Arbitrary Lagrangian-Eulerian Method

The ALE method is ideal for dealing with moving meshes by mapping them to a fixed reference space in which the governing equations are solved. The figure below shows a moving mesh for a plunging and pitching airfoil and a schematic of the mapping.

ale1 ale2
Assume a moving domain $V(t)$ is mapped from the physical time and space $(t,x,y)$ to a fixed domain $\widetilde{V}$ in the computational time and space $(\tau,\xi,\eta)$, where $\tau=t$ is time.
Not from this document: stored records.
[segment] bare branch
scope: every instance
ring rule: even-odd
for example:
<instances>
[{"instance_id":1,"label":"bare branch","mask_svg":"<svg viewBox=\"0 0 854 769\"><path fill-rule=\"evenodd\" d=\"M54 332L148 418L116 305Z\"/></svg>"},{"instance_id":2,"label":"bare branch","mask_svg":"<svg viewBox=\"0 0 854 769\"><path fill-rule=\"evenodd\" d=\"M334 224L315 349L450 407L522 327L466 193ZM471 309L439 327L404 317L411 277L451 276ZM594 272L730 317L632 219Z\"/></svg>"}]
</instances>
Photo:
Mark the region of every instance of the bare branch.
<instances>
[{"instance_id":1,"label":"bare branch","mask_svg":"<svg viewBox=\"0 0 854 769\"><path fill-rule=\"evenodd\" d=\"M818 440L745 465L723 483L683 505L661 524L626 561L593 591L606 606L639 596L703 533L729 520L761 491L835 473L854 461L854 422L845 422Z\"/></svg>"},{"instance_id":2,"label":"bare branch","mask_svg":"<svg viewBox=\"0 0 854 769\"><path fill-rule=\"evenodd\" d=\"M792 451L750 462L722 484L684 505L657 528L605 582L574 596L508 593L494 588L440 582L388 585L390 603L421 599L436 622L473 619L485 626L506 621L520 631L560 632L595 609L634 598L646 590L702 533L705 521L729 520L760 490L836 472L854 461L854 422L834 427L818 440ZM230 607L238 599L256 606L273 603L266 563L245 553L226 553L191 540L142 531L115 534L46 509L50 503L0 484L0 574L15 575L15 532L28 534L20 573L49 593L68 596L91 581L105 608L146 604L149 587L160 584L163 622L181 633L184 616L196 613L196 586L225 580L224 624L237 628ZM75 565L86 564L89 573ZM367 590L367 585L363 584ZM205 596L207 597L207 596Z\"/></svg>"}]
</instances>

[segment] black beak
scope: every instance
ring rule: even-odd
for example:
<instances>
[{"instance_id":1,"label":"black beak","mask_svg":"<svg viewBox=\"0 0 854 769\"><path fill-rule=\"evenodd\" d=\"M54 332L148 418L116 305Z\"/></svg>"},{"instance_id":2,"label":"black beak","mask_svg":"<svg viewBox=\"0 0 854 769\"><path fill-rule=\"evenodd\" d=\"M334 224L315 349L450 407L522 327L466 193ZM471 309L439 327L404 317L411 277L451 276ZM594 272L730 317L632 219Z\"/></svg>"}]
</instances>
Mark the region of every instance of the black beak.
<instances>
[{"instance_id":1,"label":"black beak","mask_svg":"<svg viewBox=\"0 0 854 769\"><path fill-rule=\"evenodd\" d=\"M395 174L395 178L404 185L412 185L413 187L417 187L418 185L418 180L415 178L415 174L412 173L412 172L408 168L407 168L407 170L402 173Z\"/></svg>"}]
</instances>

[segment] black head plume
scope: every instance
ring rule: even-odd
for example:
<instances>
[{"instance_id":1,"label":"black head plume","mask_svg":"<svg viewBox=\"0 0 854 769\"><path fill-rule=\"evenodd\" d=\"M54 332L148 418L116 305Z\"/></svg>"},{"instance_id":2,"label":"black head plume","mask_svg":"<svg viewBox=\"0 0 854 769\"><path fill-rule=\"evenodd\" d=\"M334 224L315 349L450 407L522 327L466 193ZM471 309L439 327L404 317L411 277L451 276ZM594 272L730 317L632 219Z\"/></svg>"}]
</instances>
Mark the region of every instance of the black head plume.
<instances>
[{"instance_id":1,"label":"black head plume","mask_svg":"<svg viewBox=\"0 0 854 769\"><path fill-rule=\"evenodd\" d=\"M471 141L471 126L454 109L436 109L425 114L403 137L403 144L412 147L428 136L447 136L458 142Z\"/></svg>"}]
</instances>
It can be shown that the Navier-Stokes equations will take the following conservative form in the computational space, $$ \frac{\partial \widetilde{\mathbf{Q}}} {\partial t} + \frac{\partial \widetilde{\mathbf{F}}} {\partial \xi} + \frac{\partial \widetilde{\mathbf{G}}} {\partial \eta} = 0, $$ where the computational variable and fluxes are related to the physical ones through $$ \left( \begin{array}{c} \widetilde{\mathbf{Q}} \\ \widetilde{\mathbf{F}} \\ \widetilde{\mathbf{G}} \end{array} \right) = |\mathcal{J}|\mathcal{J}^{-1} \left( \begin{array}{c} \mathbf{Q} \\ \mathbf{F} \\ \mathbf{G} \end{array} \right), $$ where $$ |\mathcal{J}| = \left| \frac{\partial(t,x,y)}{\partial(\tau,\xi,\eta)} \right| = \left| \begin{matrix} 1 & 0 & 0 \\ x_t & x_{\xi} & x_{\eta} \\ y_t & y_{\xi} & y_{\eta} \end{matrix} \right|, $$ $$ \mathcal{J}^{-1} = \frac{\partial(\tau,\xi,\eta)}{\partial(t,x,y)} = \frac{1}{|\mathcal{J}|} \begin{bmatrix} \phantom{-} |\mathcal{J}| & \phantom{-}0 & \phantom{-}0 \\ -x_t y_\eta + y_t x_\eta & \phantom{-}y_\eta & -x_\eta \\ \phantom{-}x_t y_\xi - y_t x_\xi & -y_\xi & \phantom{-} x_\xi \end{bmatrix}. $$ The above derivation is in a general form. Alternatively, the ALE method can be cast into a two-step procedure. In the first step, the physical fluxes are modified to take into account grid velocities as, $$ \mathbf{F}^\prime = \mathbf{F} - u_g \mathbf{Q}, ~ \mathbf{G}^\prime = \mathbf{G} - v_g \mathbf{Q}, $$ where $(u_g,v_g)=(x_t,y_t)$ are the grid velocities, $\mathbf{F}$ and $\mathbf{G}$ are the original physical fluxes. In the second step, the modified fluxes are transformed to the computational ones (i.e., $\widetilde{\mathbf{F}}$ and $\widetilde{\mathbf{G}}$) in the same way as for fixed grids (see the SD method for details).